Je suis donc loin de penser que M. Cortot détrône cette année les noms déjà populaires et ceux qui promettent de le devenir. À ne considérer que l’ensemble de sa statue, c’est un travail d’une irréprochable nullité. Il règne dans la masse une correction générale et mathématique qui commande d’abord l’attention, mais qui ne peut intéresser long-temps. Ce qui manque au Soldat de Marathon, c’est la vie, l’animation, l’individualité. Or, l’étude attentive des marbres antiques, si persévérante qu’elle soit, atteint rarement à la création ; elle permet tout au plus d’arriver à une marqueterie qui peut séduire quelques esprits négatifs et leur sembler préférable à l’invention et à l’originalité. Mais le nombre de ces esprits diminue heureusement de jour en jour, et l’on commence à comprendre que le statuaire ne peut pas plus se dispenser que le peintre de concevoir et d’inventer ce qu’il exécute. On estime à sa juste valeur l’art de reproduire les morceaux connus, et l’on sait très bien n’accorder le premier rang qu’à ceux qui mettent leur ciseau au service d’une pensée personnelle. Or, M. Cortot n’est pas de ces derniers. C’est pourquoi il faut reléguer son nom parmi les praticiens habiles, et le rayer de la liste des statuaires.
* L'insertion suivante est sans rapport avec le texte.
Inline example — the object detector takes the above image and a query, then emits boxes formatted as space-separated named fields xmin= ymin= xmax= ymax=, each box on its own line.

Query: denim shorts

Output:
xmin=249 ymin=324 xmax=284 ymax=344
Le groupe de M. Pradier, un Satyre et une Bacchante, n’est pas non plus une invention originale. Il y a dans ce morceau, très remarquable d’ailleurs, bien des parties qui, sans rappeler littéralement les statues antiques, ont cependant avec l’art grec une parenté si intime et si frappante qu’on est forcé de s’expliquer le travail de l’auteur plutôt d’après les lignes dès long-temps gravées dans sa pensée que d’après la nature qu’il avait sous les yeux. Cette fois-ci encore comme dans les précédens ouvrages de M. Pradier, les deux têtes sont nulles. Il semble qu’il ait pris le parti de n’attacher aucune importance à l’achèvement et à l’expression du visage. Sans doute il se rencontre dans la sculpture romaine quelques morceaux d’un rare mérite où les têtes ne signifient rien. Mais je ne crois pas qu’il faille invoquer l’autorité de ces morceaux incomplets. Quel que soit l’âge d’un marbre, il ne faut jamais y admirer que les belles choses. Ceci est une grande trivialité, mais pourra sembler un paradoxe à plusieurs statuaires de nos jours.